Say someone bought stock for $1,000 and has seen it grow to $10,000. That person can give the stock to a nonprofit, get a $10,000 tax deduction, never have to pay a capital gains tax (because the gain gets passed to the nonprofit, which is tax exempt), and never have to reach for a checkbook. Meanwhile the donor is chuckling and thinking: “Ha! And it only cost me $1,000 way back when!” Appreciated stock is the perfect asset for charitable giving.

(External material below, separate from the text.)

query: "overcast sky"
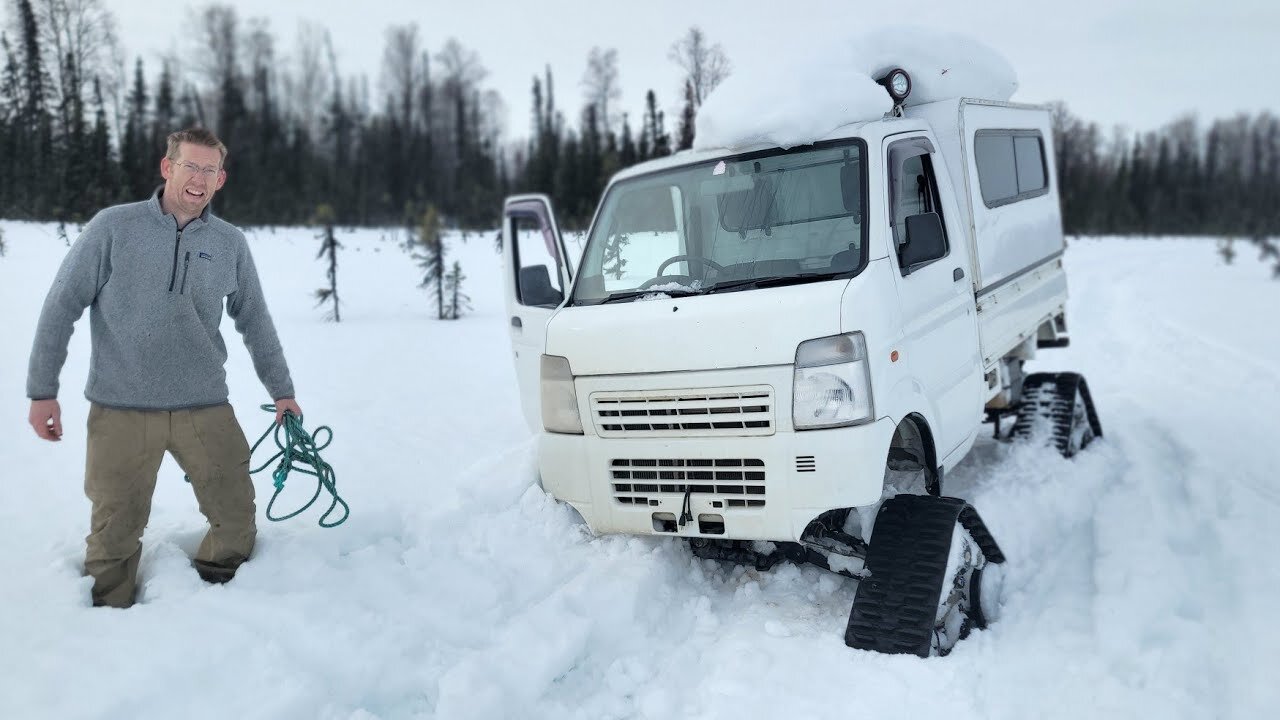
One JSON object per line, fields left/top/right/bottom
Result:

But it only works if the nonprofit has a brokerage account. You don’t want to have a donor call on the last week of the year to talk about a stock gift and not have a way to receive it. So set up an account now with a local financial advisor, who will get you a DTC number – this is the electronic address to which your donor’s broker can direct the stock gift. Yes, you’ll be annoyed at the fees from your broker for the eventual sale of the donated stock. But without an account, you won’t ever get the stock at all. Set it up. Now.
2) Create a “Donate Now” button on your website – and put it on your home page.

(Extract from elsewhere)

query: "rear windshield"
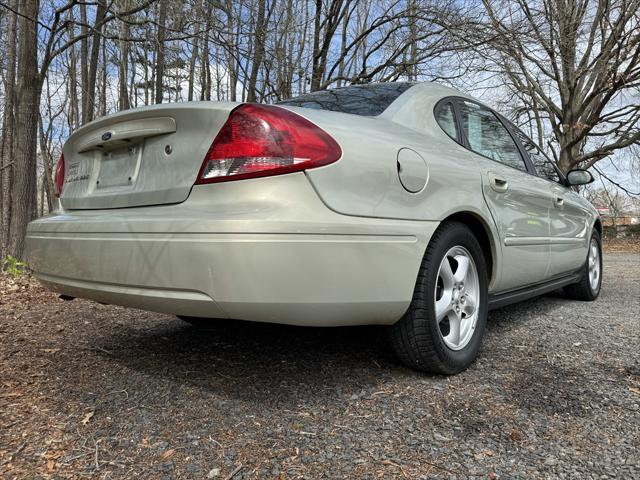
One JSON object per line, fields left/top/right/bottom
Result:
{"left": 277, "top": 82, "right": 416, "bottom": 116}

A surprising number of nonprofits don’t have a button on their website for making an on-line gift, or if they do, it’s buried deep within the site. You don’t want to look overly aggressive, you say – it’s not your culture. You want to speak to your mission, rather than to your fundraising. All of which is fine, if you don’t mind people going to your website on December 31, screaming in frustration, and making their gift to another organization instead.

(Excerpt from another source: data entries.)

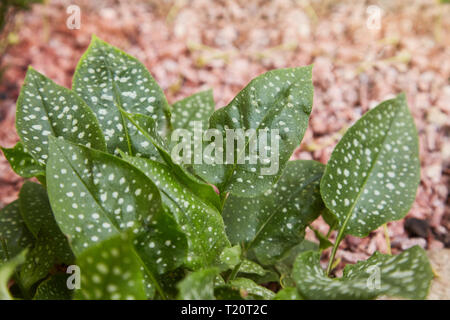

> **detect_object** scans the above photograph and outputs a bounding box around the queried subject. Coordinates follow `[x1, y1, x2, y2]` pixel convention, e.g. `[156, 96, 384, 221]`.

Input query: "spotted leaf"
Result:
[46, 137, 187, 278]
[16, 67, 106, 166]
[18, 182, 74, 290]
[223, 160, 324, 265]
[1, 142, 44, 178]
[177, 268, 219, 300]
[33, 273, 72, 300]
[121, 154, 230, 269]
[220, 245, 241, 268]
[193, 66, 313, 197]
[0, 201, 34, 262]
[293, 246, 433, 300]
[122, 111, 222, 211]
[73, 35, 170, 154]
[171, 89, 215, 133]
[229, 278, 275, 300]
[74, 234, 147, 300]
[320, 94, 420, 237]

Most on-line donation services that cater to nonprofit donations take a fee – but they do provide an important service, so don’t work yourself up over the cost.
Do take a few minutes to structure the “landing page” so that it looks somewhat like the rest of your site.
Finally, you’ll be given a chance to create gift categories for donors. If you pick small dollar amounts — $25, $50, $75, $100 – that’s exactly what you’ll receive. Start with a dollar amount at the high end of what your donors typically donate, and then work your way down to $50 or so.
3) Put bequest information on your site.
Your donors may be revising their wills tomorrow. Or next week. Or next month. They may not want you to know that they’re including your organization in their estate plans. (According to one study, about 80% of charitable bequests come as surprises to the recipients.) The donors or their lawyers will be going to your site to find information about how to designate a bequest. You should absolutely have that information on your site, with your official name and address. The language there is usually something on the order of:
“I hereby bequeath __________________ (dollar amount or percentage of my estate or residual of my estate after other bequests) to Good Cause, Incorporated, a not-for-profit corporation with its principal place of business at 1 Happy Lane, Anywhere, TN 12345.”
The bequest information doesn’t have to be terribly technical. It simply has to be accurate. And it has to be there.
4) Give staff contact information for donations.
Seems simple, yes? Obvious? So please do it. And better yet, add a photo of the contact person. You want to invite people to call with questions. If you make it too hard for the donor to find someone to talk with, the gift will go elsewhere. Or it won’t go at all.